Competition for milk supply could take three forms – defending the status quo, aggressively recruiting new supply or expanding into new territory or buying production assets with milk supply attached.

Companies could add value to the restricted milk supply or seek to produce dairy commodities more efficiently at lower cost though both strategies carried risk, Higgins said.

Greater competition at the farmgate was a factor that would affect Fonterra, Open Country and Westland as the most exposed processors to adverse shifts in their existing supply base in relation to their plant capacity.

Farmers in Waikato, Southland and Canterbury were the most likely to benefit from increased competition, with three new plants in the pipeline over the next two years.

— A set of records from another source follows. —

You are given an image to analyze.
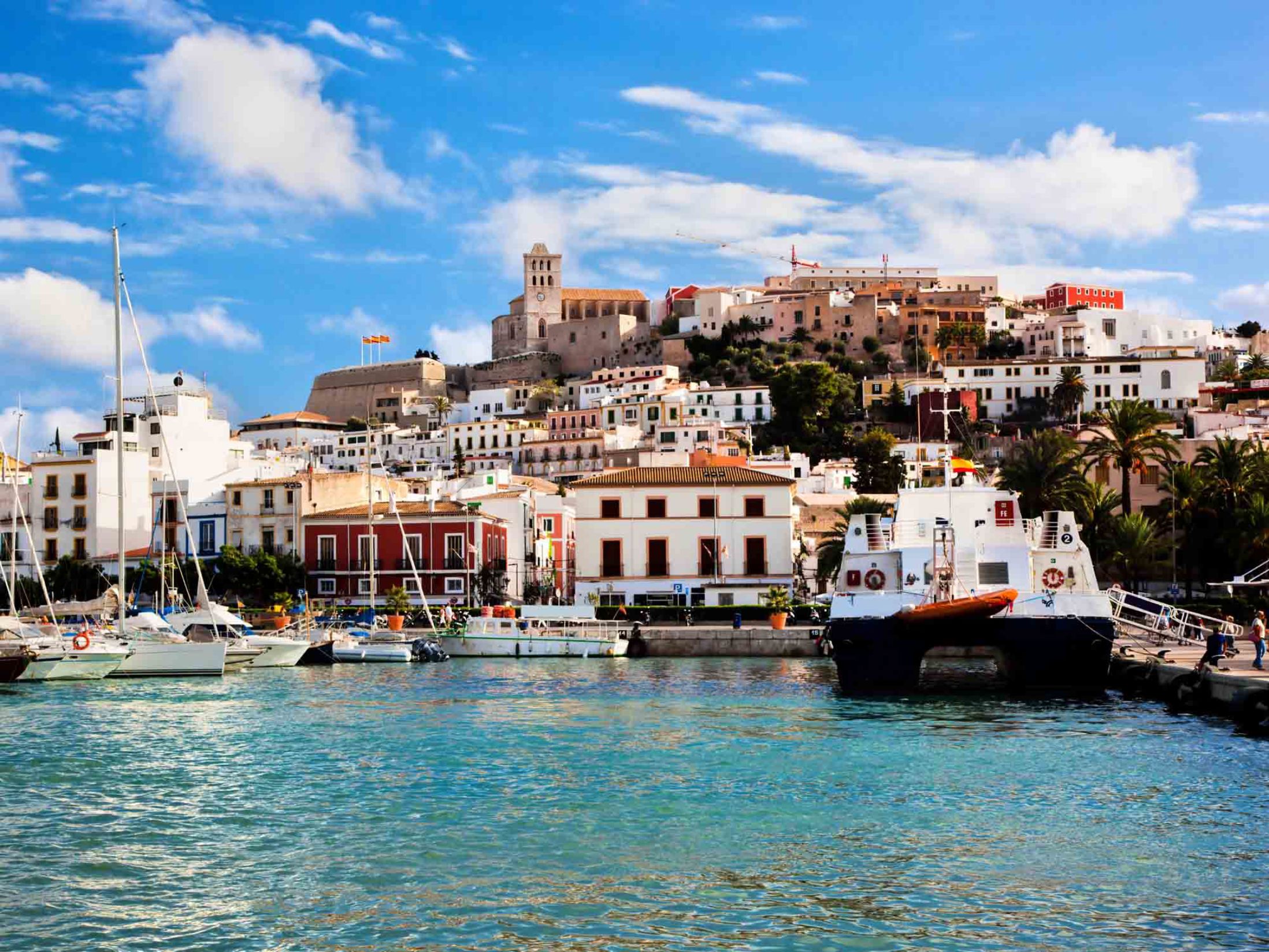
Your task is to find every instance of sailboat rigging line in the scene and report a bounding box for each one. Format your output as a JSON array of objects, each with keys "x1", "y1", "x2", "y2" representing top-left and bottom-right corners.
[
  {"x1": 119, "y1": 278, "x2": 221, "y2": 638},
  {"x1": 0, "y1": 437, "x2": 60, "y2": 626},
  {"x1": 372, "y1": 445, "x2": 436, "y2": 632}
]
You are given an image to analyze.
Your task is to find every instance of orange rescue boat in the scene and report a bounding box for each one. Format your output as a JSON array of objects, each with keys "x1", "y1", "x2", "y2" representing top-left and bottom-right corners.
[{"x1": 892, "y1": 589, "x2": 1018, "y2": 623}]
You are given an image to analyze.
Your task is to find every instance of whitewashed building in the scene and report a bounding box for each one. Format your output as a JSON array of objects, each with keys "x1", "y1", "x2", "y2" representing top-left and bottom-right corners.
[{"x1": 571, "y1": 466, "x2": 796, "y2": 605}]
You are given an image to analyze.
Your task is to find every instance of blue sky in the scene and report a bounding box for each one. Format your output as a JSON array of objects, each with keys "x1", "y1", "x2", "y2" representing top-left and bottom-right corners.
[{"x1": 0, "y1": 0, "x2": 1269, "y2": 444}]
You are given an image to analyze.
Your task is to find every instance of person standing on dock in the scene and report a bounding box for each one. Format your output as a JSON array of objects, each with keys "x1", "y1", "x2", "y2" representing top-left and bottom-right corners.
[{"x1": 1248, "y1": 611, "x2": 1265, "y2": 671}]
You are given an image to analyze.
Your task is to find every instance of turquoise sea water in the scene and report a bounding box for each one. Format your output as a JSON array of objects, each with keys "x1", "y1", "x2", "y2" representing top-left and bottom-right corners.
[{"x1": 0, "y1": 659, "x2": 1269, "y2": 952}]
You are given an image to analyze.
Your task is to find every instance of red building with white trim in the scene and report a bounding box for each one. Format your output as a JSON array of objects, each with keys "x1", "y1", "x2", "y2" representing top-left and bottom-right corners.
[
  {"x1": 1044, "y1": 284, "x2": 1123, "y2": 311},
  {"x1": 303, "y1": 501, "x2": 506, "y2": 604}
]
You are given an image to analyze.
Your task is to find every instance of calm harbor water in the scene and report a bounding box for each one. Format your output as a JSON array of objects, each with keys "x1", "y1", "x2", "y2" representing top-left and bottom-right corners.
[{"x1": 0, "y1": 659, "x2": 1269, "y2": 952}]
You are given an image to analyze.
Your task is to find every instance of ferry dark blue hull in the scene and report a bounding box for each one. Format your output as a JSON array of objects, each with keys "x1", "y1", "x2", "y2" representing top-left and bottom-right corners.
[{"x1": 825, "y1": 615, "x2": 1114, "y2": 693}]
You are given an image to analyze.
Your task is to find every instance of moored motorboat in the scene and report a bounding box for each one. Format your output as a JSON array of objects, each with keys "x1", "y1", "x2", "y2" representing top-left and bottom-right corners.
[
  {"x1": 439, "y1": 605, "x2": 629, "y2": 657},
  {"x1": 825, "y1": 457, "x2": 1114, "y2": 692}
]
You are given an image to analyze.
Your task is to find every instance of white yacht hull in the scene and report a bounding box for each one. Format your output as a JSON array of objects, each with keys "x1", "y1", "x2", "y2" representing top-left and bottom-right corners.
[
  {"x1": 439, "y1": 635, "x2": 629, "y2": 657},
  {"x1": 331, "y1": 641, "x2": 414, "y2": 664},
  {"x1": 18, "y1": 651, "x2": 127, "y2": 680},
  {"x1": 246, "y1": 635, "x2": 309, "y2": 668},
  {"x1": 110, "y1": 641, "x2": 225, "y2": 678}
]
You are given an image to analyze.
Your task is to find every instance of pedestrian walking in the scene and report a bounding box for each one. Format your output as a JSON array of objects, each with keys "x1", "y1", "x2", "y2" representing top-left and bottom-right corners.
[{"x1": 1248, "y1": 612, "x2": 1265, "y2": 671}]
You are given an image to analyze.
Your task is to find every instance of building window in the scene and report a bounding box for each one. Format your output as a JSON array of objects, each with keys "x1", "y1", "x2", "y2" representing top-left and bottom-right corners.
[
  {"x1": 698, "y1": 537, "x2": 718, "y2": 575},
  {"x1": 745, "y1": 538, "x2": 766, "y2": 575},
  {"x1": 647, "y1": 538, "x2": 670, "y2": 578},
  {"x1": 599, "y1": 538, "x2": 622, "y2": 579}
]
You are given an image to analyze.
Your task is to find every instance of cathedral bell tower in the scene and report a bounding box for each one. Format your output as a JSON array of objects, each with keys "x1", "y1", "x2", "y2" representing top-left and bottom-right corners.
[{"x1": 524, "y1": 241, "x2": 563, "y2": 350}]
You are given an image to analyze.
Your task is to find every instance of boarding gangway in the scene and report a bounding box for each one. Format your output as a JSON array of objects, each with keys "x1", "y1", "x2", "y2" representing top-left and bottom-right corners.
[{"x1": 1107, "y1": 585, "x2": 1242, "y2": 645}]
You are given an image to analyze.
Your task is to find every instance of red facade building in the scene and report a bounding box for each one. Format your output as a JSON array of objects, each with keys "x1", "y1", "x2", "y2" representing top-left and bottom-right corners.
[
  {"x1": 303, "y1": 501, "x2": 506, "y2": 604},
  {"x1": 1044, "y1": 284, "x2": 1123, "y2": 311}
]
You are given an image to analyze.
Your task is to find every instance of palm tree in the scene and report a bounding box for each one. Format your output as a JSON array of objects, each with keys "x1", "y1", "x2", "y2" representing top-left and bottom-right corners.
[
  {"x1": 428, "y1": 396, "x2": 454, "y2": 426},
  {"x1": 1194, "y1": 437, "x2": 1263, "y2": 513},
  {"x1": 1049, "y1": 367, "x2": 1089, "y2": 419},
  {"x1": 1084, "y1": 400, "x2": 1177, "y2": 515},
  {"x1": 815, "y1": 496, "x2": 889, "y2": 581},
  {"x1": 997, "y1": 430, "x2": 1085, "y2": 518},
  {"x1": 1161, "y1": 462, "x2": 1207, "y2": 598},
  {"x1": 1111, "y1": 513, "x2": 1164, "y2": 592},
  {"x1": 1075, "y1": 482, "x2": 1123, "y2": 574}
]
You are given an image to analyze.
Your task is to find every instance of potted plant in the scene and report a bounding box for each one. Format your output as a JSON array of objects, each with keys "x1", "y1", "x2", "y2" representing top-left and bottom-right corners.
[
  {"x1": 383, "y1": 585, "x2": 410, "y2": 631},
  {"x1": 766, "y1": 585, "x2": 792, "y2": 631}
]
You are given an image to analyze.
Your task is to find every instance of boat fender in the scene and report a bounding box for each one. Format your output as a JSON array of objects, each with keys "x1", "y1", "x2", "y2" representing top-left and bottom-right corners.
[
  {"x1": 1238, "y1": 689, "x2": 1269, "y2": 731},
  {"x1": 1167, "y1": 671, "x2": 1203, "y2": 707}
]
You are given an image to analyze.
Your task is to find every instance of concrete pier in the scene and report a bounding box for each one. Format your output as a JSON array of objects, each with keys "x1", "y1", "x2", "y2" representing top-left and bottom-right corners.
[
  {"x1": 1111, "y1": 638, "x2": 1269, "y2": 731},
  {"x1": 642, "y1": 624, "x2": 821, "y2": 657}
]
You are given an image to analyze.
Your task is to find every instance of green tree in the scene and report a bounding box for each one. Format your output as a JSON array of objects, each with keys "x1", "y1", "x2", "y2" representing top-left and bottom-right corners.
[
  {"x1": 763, "y1": 360, "x2": 855, "y2": 462},
  {"x1": 1084, "y1": 400, "x2": 1177, "y2": 514},
  {"x1": 1049, "y1": 367, "x2": 1089, "y2": 420},
  {"x1": 1073, "y1": 482, "x2": 1123, "y2": 574},
  {"x1": 847, "y1": 428, "x2": 904, "y2": 493},
  {"x1": 1111, "y1": 513, "x2": 1164, "y2": 592},
  {"x1": 996, "y1": 430, "x2": 1086, "y2": 518},
  {"x1": 815, "y1": 496, "x2": 889, "y2": 581}
]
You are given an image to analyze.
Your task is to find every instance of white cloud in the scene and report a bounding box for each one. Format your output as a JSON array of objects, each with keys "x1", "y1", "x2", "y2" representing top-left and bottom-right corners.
[
  {"x1": 0, "y1": 403, "x2": 102, "y2": 459},
  {"x1": 1194, "y1": 109, "x2": 1269, "y2": 126},
  {"x1": 0, "y1": 218, "x2": 110, "y2": 245},
  {"x1": 140, "y1": 27, "x2": 420, "y2": 210},
  {"x1": 434, "y1": 37, "x2": 476, "y2": 62},
  {"x1": 48, "y1": 89, "x2": 146, "y2": 132},
  {"x1": 1190, "y1": 204, "x2": 1269, "y2": 231},
  {"x1": 0, "y1": 72, "x2": 51, "y2": 95},
  {"x1": 754, "y1": 70, "x2": 806, "y2": 86},
  {"x1": 170, "y1": 304, "x2": 264, "y2": 350},
  {"x1": 744, "y1": 14, "x2": 802, "y2": 29},
  {"x1": 60, "y1": 0, "x2": 212, "y2": 36},
  {"x1": 622, "y1": 86, "x2": 1198, "y2": 260},
  {"x1": 0, "y1": 129, "x2": 62, "y2": 153},
  {"x1": 1213, "y1": 282, "x2": 1269, "y2": 325},
  {"x1": 365, "y1": 13, "x2": 401, "y2": 32},
  {"x1": 432, "y1": 320, "x2": 491, "y2": 363},
  {"x1": 305, "y1": 20, "x2": 405, "y2": 60},
  {"x1": 312, "y1": 249, "x2": 430, "y2": 264}
]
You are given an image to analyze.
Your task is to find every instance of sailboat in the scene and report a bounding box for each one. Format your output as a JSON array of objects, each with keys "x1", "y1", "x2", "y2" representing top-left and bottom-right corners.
[{"x1": 99, "y1": 227, "x2": 236, "y2": 678}]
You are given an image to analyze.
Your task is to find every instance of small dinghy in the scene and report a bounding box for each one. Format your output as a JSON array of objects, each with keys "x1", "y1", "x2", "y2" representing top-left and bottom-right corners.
[{"x1": 891, "y1": 589, "x2": 1018, "y2": 624}]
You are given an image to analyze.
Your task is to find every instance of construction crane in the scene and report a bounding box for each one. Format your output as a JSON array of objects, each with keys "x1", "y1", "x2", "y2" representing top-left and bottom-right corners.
[{"x1": 674, "y1": 231, "x2": 820, "y2": 268}]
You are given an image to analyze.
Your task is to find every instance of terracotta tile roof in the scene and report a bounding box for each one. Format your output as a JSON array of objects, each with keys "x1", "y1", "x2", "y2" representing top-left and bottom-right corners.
[
  {"x1": 572, "y1": 466, "x2": 795, "y2": 489},
  {"x1": 509, "y1": 288, "x2": 647, "y2": 304},
  {"x1": 242, "y1": 410, "x2": 335, "y2": 426},
  {"x1": 305, "y1": 499, "x2": 503, "y2": 522}
]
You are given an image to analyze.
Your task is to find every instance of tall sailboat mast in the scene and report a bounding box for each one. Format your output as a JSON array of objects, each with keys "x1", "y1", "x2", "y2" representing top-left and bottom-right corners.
[{"x1": 110, "y1": 226, "x2": 128, "y2": 638}]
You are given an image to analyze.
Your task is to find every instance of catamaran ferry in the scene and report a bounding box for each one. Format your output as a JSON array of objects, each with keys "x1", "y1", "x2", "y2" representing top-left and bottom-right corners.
[{"x1": 825, "y1": 458, "x2": 1114, "y2": 692}]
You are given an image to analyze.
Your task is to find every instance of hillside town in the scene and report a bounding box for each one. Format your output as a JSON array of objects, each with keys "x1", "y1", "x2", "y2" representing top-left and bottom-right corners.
[{"x1": 0, "y1": 244, "x2": 1269, "y2": 607}]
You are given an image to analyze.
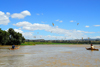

Higgins said milk supply growth would continue but at a lower rate than over the past 20 years, in which time volume had doubled.

Even with low world prices and bad weather, NZ farmers contracted milk output by only 1% last season.

This season would see a bounce-back of 2-3% growth.

But she did not expect more than 2% growth a year in the following four seasons.

Her reasons included an almost complete lack of new conversions and dairy farm expansions, environmental constraints and the need for resource consents, nutrient limits, lower-cost production models, limits on palm kernel feeding and lower farm value increases.

However, improved herd and pasture management would drive increased production.

That onfarm productivity growth was forecast to be 1.6% compounded annual growth over the next five years, mostly from increased milk yield per cow, not more cows.

But that was much lower than the 4.1% compounded growth of the preceding 20 years, when there were seven years of growth of 8-10%, including consecutive seasons in 2000 and 2001.

Higgins charted dairy company capital expenditure over five years from 2011-12 to 2015-16, totalling more than $3 billion by Fonterra and $800 million by its competitors.

“Capacity construction has run ahead of recent milk supply growth and appears to factor in stronger milk supply growth than we anticipate.

“In an environment of low milk supply growth as competition for market share intensifies, a key risk for the industry and worst-case scenario would be persistent plant under-utilisation leading to high overhead costs and – unless addressed – a rationalisation of manufacturing assets.”

Further value-added capacity worth $450m was planned by Fonterra over three years, Oceania was part-way through a $600m build at Glenavy and three more powder plants were planned by Happy Valley, Open Country and Mataura Valley.

Any more foreign investment would have to deal with greater milk procurement challenges.

The report was called Survive or Thrive – the Future of New Zealand Dairy 2017-2022.